Modernity came to the Central Sierra of Peru in ways dissimilar to the classic colonial struggle and defeat of Indigenous peoples. Digging into rich regional archives and oral histories, this monograph explains how Indigenous peoples became campesinos during modern state building.

Villages recognized how state-imposed capitalization of the Central Highlands could shatter a ruralized nation. As with other countries and their desire for fast capitalization of their nation, they saw Indigenous lands as being open for the taking. This displaced unsuspecting villages. However, the Central Sierra in Peru exerts a different model. A historian who examines what he terms the “Internal Armed Conflict,” Javier Puente sheds light on rebellion and negotiation by focusing on a historically dismissed landscape in Peru. The author gives readers insight without a focus central to the rise of the violent organization Sendero Luminoso in the 1980s. What were the origins to rebel anger and the scorched earth method of violence throughout the countryside? This monograph answers the question of why. A move away from the moral economy model to a political model of organization between Indigenous villages and the state offers an explanation for the slow burn of terror in 1980. Puente uncovers stories of measured conflict before the 1980 political state crisis where Indigenous populations reimagined the meaning of community as global change moved toward the Central Sierra. Listening to silences between the 1940s to the 1960s, Puente offers a model centering the ecological relationship between family and land; this book weaves stories of Indigenous empowerment, offering a unified thread between corporate land ownership and Peruvian capital government. Unlike other nations, Peru’s forward-looking political strategy identified Indigenous communities as legal components within the state, allowing advocacy organizations to negotiate land reform on their own terms. Instead of rebellion, we see granular stories of how Indigenous communities were active in the political economy. Indigenous people demonstrated that they would like to “live and die on their own terms” as they fully submitted to the state’s idea of modernity. Puente offers a study of an overlooked gap in the story between disenfranchised Indigenous peoples. Opposed to attempts to bulldoze to make space for capital, villages and their advocacy organizations clashed with private land holders, particularly the owners of mines.

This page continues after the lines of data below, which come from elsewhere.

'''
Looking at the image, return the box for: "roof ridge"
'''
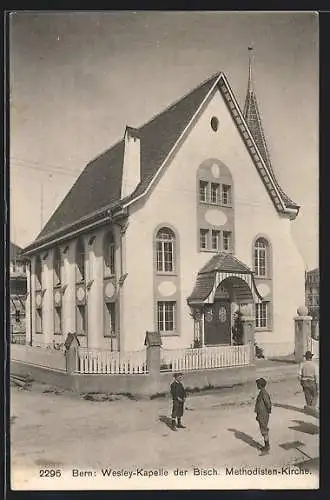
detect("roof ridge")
[132,71,222,130]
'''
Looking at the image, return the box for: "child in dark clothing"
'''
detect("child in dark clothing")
[171,373,186,431]
[254,378,272,453]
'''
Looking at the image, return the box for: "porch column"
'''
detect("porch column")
[241,316,255,361]
[294,306,312,363]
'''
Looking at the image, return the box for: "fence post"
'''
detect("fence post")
[241,316,255,363]
[144,332,162,380]
[64,333,80,375]
[294,306,312,363]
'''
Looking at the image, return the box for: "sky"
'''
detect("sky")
[9,11,319,269]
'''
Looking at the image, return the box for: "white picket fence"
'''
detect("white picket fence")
[161,345,251,372]
[77,347,147,375]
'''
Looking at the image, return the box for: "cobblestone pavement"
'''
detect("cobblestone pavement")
[10,378,319,489]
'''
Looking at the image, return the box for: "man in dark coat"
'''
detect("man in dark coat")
[299,351,318,409]
[254,378,272,453]
[171,373,186,431]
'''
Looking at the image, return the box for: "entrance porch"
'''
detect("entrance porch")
[188,253,262,347]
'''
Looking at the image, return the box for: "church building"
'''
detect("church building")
[25,62,304,354]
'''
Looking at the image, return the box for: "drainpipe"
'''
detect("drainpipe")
[29,259,32,345]
[114,217,127,352]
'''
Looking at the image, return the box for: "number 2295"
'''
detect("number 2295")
[39,469,62,477]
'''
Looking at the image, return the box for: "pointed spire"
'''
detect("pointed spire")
[248,47,253,92]
[243,47,272,172]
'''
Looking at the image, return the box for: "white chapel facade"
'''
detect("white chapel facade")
[25,63,304,354]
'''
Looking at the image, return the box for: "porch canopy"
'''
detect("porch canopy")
[187,253,263,306]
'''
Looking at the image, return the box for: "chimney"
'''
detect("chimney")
[121,127,141,199]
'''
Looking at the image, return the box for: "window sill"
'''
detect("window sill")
[199,200,233,208]
[156,271,178,276]
[199,248,233,253]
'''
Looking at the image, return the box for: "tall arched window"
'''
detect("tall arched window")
[156,227,175,273]
[254,238,269,278]
[76,238,85,283]
[35,255,42,290]
[103,231,116,278]
[53,247,62,286]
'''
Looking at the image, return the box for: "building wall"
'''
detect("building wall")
[28,86,304,351]
[123,87,304,349]
[27,226,121,349]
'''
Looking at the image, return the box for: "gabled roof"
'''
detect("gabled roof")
[199,252,252,274]
[243,58,298,209]
[37,74,219,244]
[25,69,299,252]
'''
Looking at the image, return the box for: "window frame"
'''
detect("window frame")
[253,236,270,278]
[199,228,210,252]
[199,179,209,203]
[34,255,42,290]
[210,182,221,205]
[255,301,270,330]
[155,226,177,274]
[76,304,88,337]
[103,302,117,338]
[54,306,63,335]
[35,307,43,334]
[222,231,233,252]
[75,238,86,283]
[157,300,178,335]
[221,183,232,207]
[103,231,116,278]
[53,247,63,286]
[211,229,221,252]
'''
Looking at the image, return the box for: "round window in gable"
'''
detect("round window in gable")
[211,116,219,132]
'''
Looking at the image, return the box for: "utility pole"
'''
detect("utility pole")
[40,174,53,231]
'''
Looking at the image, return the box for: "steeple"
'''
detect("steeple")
[243,47,272,172]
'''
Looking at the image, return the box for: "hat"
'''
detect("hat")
[256,378,267,387]
[304,351,313,359]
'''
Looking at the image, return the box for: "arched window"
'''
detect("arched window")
[254,238,269,278]
[35,255,42,290]
[103,231,116,278]
[76,238,85,283]
[53,247,62,286]
[156,227,175,273]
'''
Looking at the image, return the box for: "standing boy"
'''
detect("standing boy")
[171,373,186,431]
[299,351,318,409]
[254,378,272,453]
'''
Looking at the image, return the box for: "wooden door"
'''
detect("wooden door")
[204,300,231,345]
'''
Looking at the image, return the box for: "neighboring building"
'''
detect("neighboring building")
[305,269,320,317]
[25,62,304,351]
[9,243,27,340]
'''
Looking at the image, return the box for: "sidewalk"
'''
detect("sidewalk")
[11,378,319,488]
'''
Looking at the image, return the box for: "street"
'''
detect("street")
[11,378,319,489]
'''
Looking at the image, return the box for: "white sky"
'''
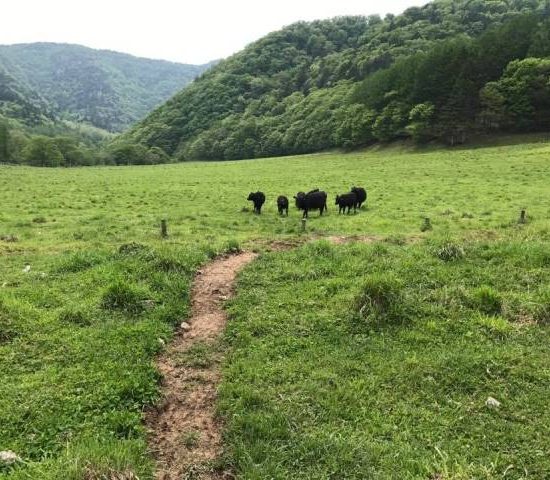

Importantly, this book offers an understanding of how Indigenous peoples transitioned to campesinos through a new understanding of submission. A strong point of this work is how the state attempted to modernize the countryside. After much effort, the state failed to turn Indigenous communities, particularly individual peoples, into a pool of faceless, “civilized” labors. Instead of being swept aside, villages chose the idea of cooperativización over campesinización through state-given rights to negotiate as citizens. This crucial point demonstrates how Indigenous peoples in the Central Sierra engaged global changes without losing their identity. What unfolds is a mid-twentieth century triumph of empowered of corporate Indigenous communities moving beyond the bisecting trope of violence and Indigenous loss. Despite the eruption of well-covered political violence beginning in 1980, this study shows an inspiring model of Indigenous empowerment. Alas, the successes in the middle of the century could not foresee how radicals would interpret submission and land reform. Sendero Luminoso’s misunderstanding of village–state relations destroyed the hard work of Indigenous individuals who stood up for themselves, their villages, and their collective identities. The era of Sendero Luminoso tantalizes historians all the while overlooking the era proceeding nationwide violence. Puente shifts the lens to an era full of state negotiations and village successes. Recapturing this history, this book is an essential reading for those who study indigenous struggles offering new questions about short-lived triumphs.